Dad, literally left holding the phone, could hear mom screaming expressing her frustration and was about call 911 when she got back on the phone and explained it was just another day, love ya, gotta go. 

Fortunately time, and a do-it-yourself home exorcism kit from Home Depot, eventually solved the problem. 

{What's that got to do with Christmas?}

Nothing. But you asked and I realized that I don't think I've ever specifically mentioned the evil step-twin phenomenon in a column so I've recorded this story for my gentlereaders and posterity. Also, it was part of a devious plan to mention all of the founding members of Casa de Chaos in my annual Christmas column without anyone noticing. 

For the record, they're both fine now.
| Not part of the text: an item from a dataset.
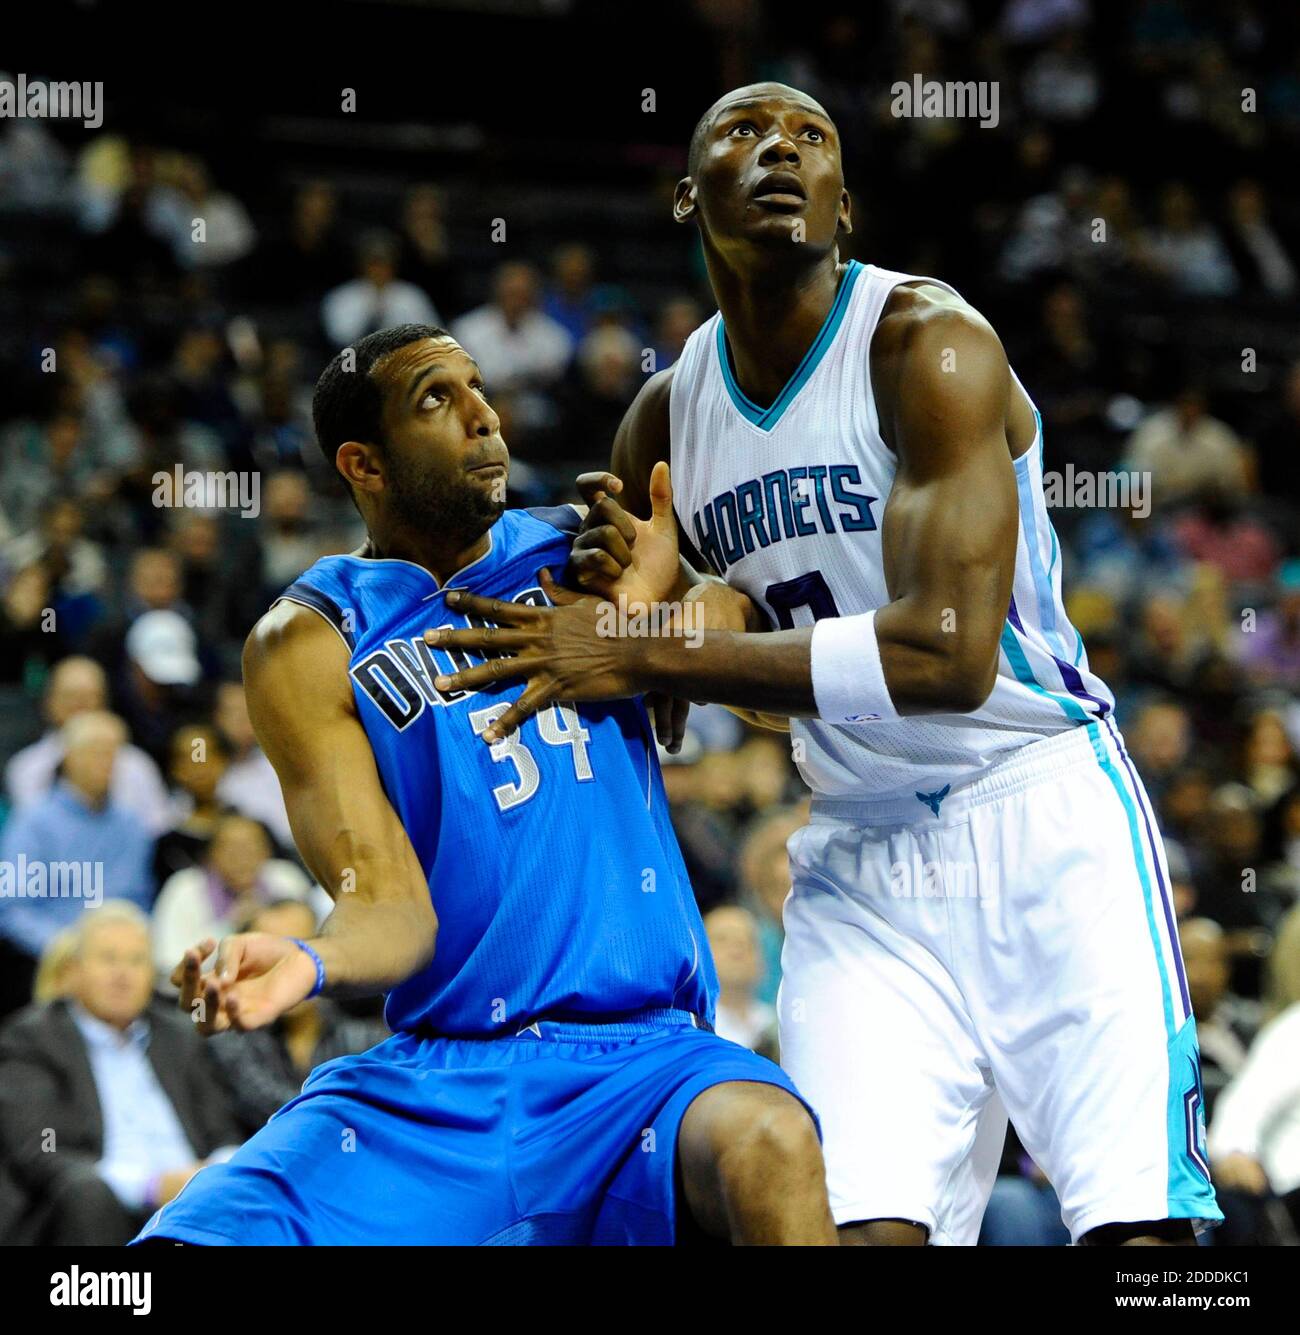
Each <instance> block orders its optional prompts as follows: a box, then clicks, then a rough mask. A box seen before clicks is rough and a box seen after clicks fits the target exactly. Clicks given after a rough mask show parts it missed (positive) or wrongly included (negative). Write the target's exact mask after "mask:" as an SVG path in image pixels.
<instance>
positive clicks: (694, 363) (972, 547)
mask: <svg viewBox="0 0 1300 1335" xmlns="http://www.w3.org/2000/svg"><path fill="white" fill-rule="evenodd" d="M675 214H677V218H678V220H681V222H693V223H695V224H697V226H698V230H699V235H701V240H702V246H703V254H705V260H706V264H707V270H709V278H710V282H711V284H713V290H714V294H715V296H717V300H718V307H719V311H718V314H717V315H714V316H713V318H711V319H709V320H707V322H706V323H705V324H702V326H701V327H699V328H698V330H697V331H695V332H694V334H693V335H691V336H690V339H689V340H687V343H686V347H685V348H683V352H682V356H681V358H679V360H678V362H677V363H675V364H674V366H673V367H670V368H669V370H666V371H662V372H659V374H658V375H655V376H653V378H651V379H650V380H647V382H646V384H645V387H643V388H642V391H641V394H639V395H638V398H637V400H635V402H634V403H633V406H631V407H630V410H629V413H627V417H626V419H625V422H623V425H622V427H621V430H619V433H618V437H617V439H615V443H614V455H613V463H611V474H610V475H602V477H599V478H597V479H594V483H593V481H591V479H587V482H589V485H594V490H593V493H591V494H590V498H591V499H593V501H594V502H595V503H594V506H593V510H591V513H590V514H589V517H587V531H586V533H585V534H583V535H582V537H581V538H579V541H578V543H577V545H575V550H574V557H573V563H571V567H570V570H571V577H573V578H574V579H575V581H577V583H578V585H579V586H582V587H585V589H589V590H593V591H594V593H599V594H603V595H605V597H614V595H615V594H622V595H626V597H627V598H629V599H630V601H631V602H634V603H639V602H642V601H665V602H669V603H675V602H679V601H682V599H685V598H699V599H702V601H703V602H705V603H706V606H709V607H710V613H709V617H707V618H706V625H707V626H710V627H715V629H709V630H706V631H705V633H703V635H702V637H697V638H695V639H693V641H685V639H681V638H671V637H661V638H653V639H647V638H642V639H633V638H626V637H625V638H618V637H617V635H615V634H613V631H614V630H617V629H618V627H617V622H614V621H613V619H611V618H609V617H607V615H603V614H602V610H601V606H599V601H598V599H595V598H591V597H583V598H579V597H574V595H566V594H563V593H561V594H557V598H555V601H557V603H558V606H555V607H545V609H543V607H514V609H489V614H491V617H493V621H494V622H497V626H498V629H494V630H493V631H491V633H490V634H489V635H484V634H483V631H480V630H463V631H450V633H448V631H431V639H432V642H434V643H435V645H436V646H438V647H440V649H458V650H460V651H475V650H480V649H482V647H484V646H486V645H491V646H493V647H494V649H498V650H503V651H507V653H510V654H514V655H515V657H514V658H494V659H490V661H489V662H486V663H483V665H480V666H476V667H472V669H470V670H468V672H463V673H458V674H452V676H451V677H450V680H447V681H444V682H443V684H442V686H443V688H444V689H480V688H482V686H483V685H486V684H487V682H499V681H506V680H517V678H518V677H523V678H526V680H527V682H529V689H527V690H526V692H525V693H523V696H522V697H521V698H519V700H518V701H517V702H515V704H514V705H513V706H511V708H510V709H509V710H507V712H506V713H505V714H503V716H502V717H501V718H498V720H497V721H495V722H494V724H493V726H491V728H489V729H486V730H484V741H489V742H491V741H494V740H497V738H501V737H509V736H510V732H511V729H514V728H515V726H519V725H521V722H523V721H525V720H527V718H531V717H533V716H534V714H535V713H537V712H539V710H545V709H547V708H550V705H551V702H553V701H554V700H557V698H565V700H570V698H578V700H605V698H618V697H619V696H623V694H634V693H642V692H659V693H665V694H666V696H667V697H675V698H678V700H701V701H717V702H721V704H725V705H730V706H737V708H741V709H746V710H750V712H757V713H758V714H762V716H765V717H766V718H767V721H771V718H770V716H773V714H777V716H786V717H787V718H789V720H791V721H790V722H789V724H787V726H789V728H790V732H791V737H793V748H794V758H795V761H797V762H798V765H799V769H801V772H802V774H803V777H805V780H806V781H807V784H809V786H810V788H811V790H813V814H811V822H810V824H809V825H807V826H806V828H805V829H802V830H799V832H798V833H797V834H795V836H794V837H793V838H791V841H790V864H791V872H793V882H794V884H793V889H791V893H790V897H789V900H787V901H786V906H785V928H786V939H785V951H783V955H782V971H783V981H782V989H781V999H779V1020H781V1052H782V1064H783V1065H785V1067H786V1069H787V1071H790V1073H791V1075H793V1076H794V1079H795V1081H797V1084H798V1087H799V1089H801V1091H802V1093H803V1095H805V1096H806V1097H807V1099H809V1101H810V1103H811V1104H813V1107H814V1108H816V1109H817V1112H818V1115H820V1117H821V1123H822V1131H824V1149H825V1155H826V1165H828V1184H829V1191H830V1200H832V1210H833V1214H834V1219H836V1223H837V1224H838V1226H840V1227H841V1230H842V1238H844V1240H845V1242H850V1243H884V1244H916V1243H924V1242H926V1240H930V1242H934V1243H949V1244H950V1243H973V1242H974V1240H976V1238H977V1235H978V1227H980V1220H981V1216H982V1214H984V1207H985V1204H986V1200H988V1192H989V1189H990V1188H992V1181H993V1176H994V1173H996V1168H997V1161H998V1155H1000V1151H1001V1147H1002V1137H1004V1131H1005V1120H1006V1115H1008V1113H1009V1115H1010V1117H1012V1120H1013V1121H1014V1124H1016V1129H1017V1132H1018V1135H1020V1139H1021V1141H1022V1143H1024V1145H1025V1147H1026V1149H1028V1151H1029V1152H1030V1155H1032V1156H1033V1159H1034V1160H1036V1161H1037V1164H1038V1165H1040V1167H1041V1168H1042V1169H1044V1171H1045V1172H1046V1175H1048V1177H1049V1179H1050V1180H1052V1184H1053V1185H1054V1188H1056V1191H1057V1195H1058V1196H1060V1200H1061V1208H1062V1215H1064V1219H1065V1223H1066V1224H1068V1226H1069V1228H1070V1232H1072V1235H1073V1238H1074V1240H1076V1242H1089V1243H1172V1244H1180V1243H1185V1244H1191V1243H1192V1242H1193V1228H1195V1227H1196V1224H1197V1223H1199V1222H1215V1220H1217V1219H1219V1218H1221V1216H1220V1214H1219V1210H1217V1206H1216V1203H1215V1193H1213V1188H1212V1187H1211V1181H1209V1173H1208V1168H1207V1163H1205V1143H1204V1112H1203V1103H1201V1083H1200V1065H1199V1055H1197V1044H1196V1027H1195V1021H1193V1019H1192V1015H1191V1004H1189V999H1188V989H1187V979H1185V975H1184V971H1183V961H1181V956H1180V952H1179V941H1177V933H1176V929H1175V914H1173V905H1172V902H1171V894H1169V874H1168V869H1167V866H1165V860H1164V852H1163V848H1161V842H1160V834H1159V830H1157V828H1156V818H1155V814H1153V812H1152V808H1151V802H1149V800H1148V797H1147V794H1145V792H1144V789H1143V785H1141V781H1140V780H1139V777H1137V773H1136V770H1134V769H1133V765H1132V762H1130V760H1129V757H1128V753H1126V750H1125V748H1124V742H1122V737H1121V734H1120V732H1118V729H1117V728H1116V724H1114V718H1113V704H1114V702H1113V697H1112V696H1110V692H1109V690H1108V689H1106V686H1105V684H1104V682H1102V681H1101V680H1100V678H1097V677H1096V674H1093V673H1092V672H1090V670H1089V666H1088V657H1086V653H1085V650H1084V645H1082V641H1081V639H1080V637H1078V634H1077V631H1076V630H1074V627H1073V626H1072V625H1070V622H1069V617H1068V615H1066V613H1065V607H1064V603H1062V601H1061V571H1060V561H1058V547H1057V543H1056V535H1054V534H1053V531H1052V525H1050V519H1049V515H1048V511H1046V506H1045V502H1044V491H1042V449H1044V442H1042V433H1041V423H1040V419H1038V414H1037V411H1036V410H1034V407H1033V403H1032V402H1030V399H1029V396H1028V394H1026V392H1025V390H1024V387H1022V386H1021V383H1020V380H1018V379H1017V378H1016V375H1014V372H1013V371H1012V370H1010V368H1009V366H1008V363H1006V356H1005V354H1004V352H1002V347H1001V343H1000V342H998V339H997V335H996V334H994V332H993V330H992V328H990V326H989V323H988V322H986V320H985V319H984V318H982V316H981V315H980V314H978V312H977V311H974V310H973V308H972V307H970V306H968V304H966V303H965V302H964V300H962V299H961V296H960V295H958V294H957V292H956V291H953V288H950V287H949V286H948V284H945V283H942V282H938V280H937V279H929V278H924V276H918V275H913V274H902V272H897V271H892V270H884V268H878V267H876V266H872V264H860V263H857V262H845V260H842V259H841V258H840V252H838V239H840V236H842V235H844V234H846V232H848V231H849V230H850V228H852V218H850V208H849V195H848V192H846V190H845V183H844V172H842V168H841V156H840V143H838V136H837V131H836V127H834V124H833V123H832V120H830V119H829V116H828V115H826V112H825V111H824V109H822V108H821V107H820V105H818V104H817V103H816V101H813V100H811V99H810V97H807V96H806V95H803V93H801V92H798V91H797V89H793V88H787V87H785V85H781V84H758V85H753V87H749V88H741V89H737V91H735V92H731V93H729V95H727V96H725V97H722V99H721V100H719V101H718V103H715V104H714V105H713V107H711V108H710V109H709V111H707V112H706V113H705V116H703V117H702V119H701V121H699V124H698V127H697V129H695V133H694V136H693V139H691V146H690V158H689V175H687V176H686V178H685V179H683V180H682V182H681V183H679V184H678V187H677V195H675ZM669 465H671V487H670V485H669ZM602 491H603V493H605V495H603V498H602V495H601V493H602ZM615 494H617V499H615ZM674 498H675V517H674ZM679 551H681V553H683V554H685V555H686V558H687V562H686V565H679V559H678V554H679ZM710 571H711V577H710ZM466 610H468V611H471V613H475V614H478V613H483V610H484V609H483V606H482V605H479V603H478V602H476V601H474V599H470V601H468V602H467V605H466ZM631 623H633V622H631V621H627V625H631ZM602 631H603V633H602ZM667 730H669V724H667V722H665V736H667ZM498 744H499V742H498Z"/></svg>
She's a budding scholar, he's a budding weight lifter who will be starting tech school next year.


My room smells like Christmas smelled in my house in the late 50s/early 60s. 

I've been threatening to buy a bayberry candle for years, and, we had real Christmas trees in our house except for the time my old man brought home an aluminum one (but that's another story).

But now that I think about it... it seems unlikely we had bayberry scented candles when I was a kid. But to me, bayberry and pine are what Christmas smells like and since lived experience (as sometimes opposed to ones' actual experience) is a thing, I'm a stickin' to muh guns.

Anyways, my daughter and son-in-law surprised me with an early Christmas present, pine-scented and bayberry scented candles a few weeks ago. Merry Christmas to me...and to all my gentlereaders as well. 

Poppa loves you,
Have an OK day

P.S. R.I.P. Michael Nesmith and Merry Christmas to my favorite lesbian.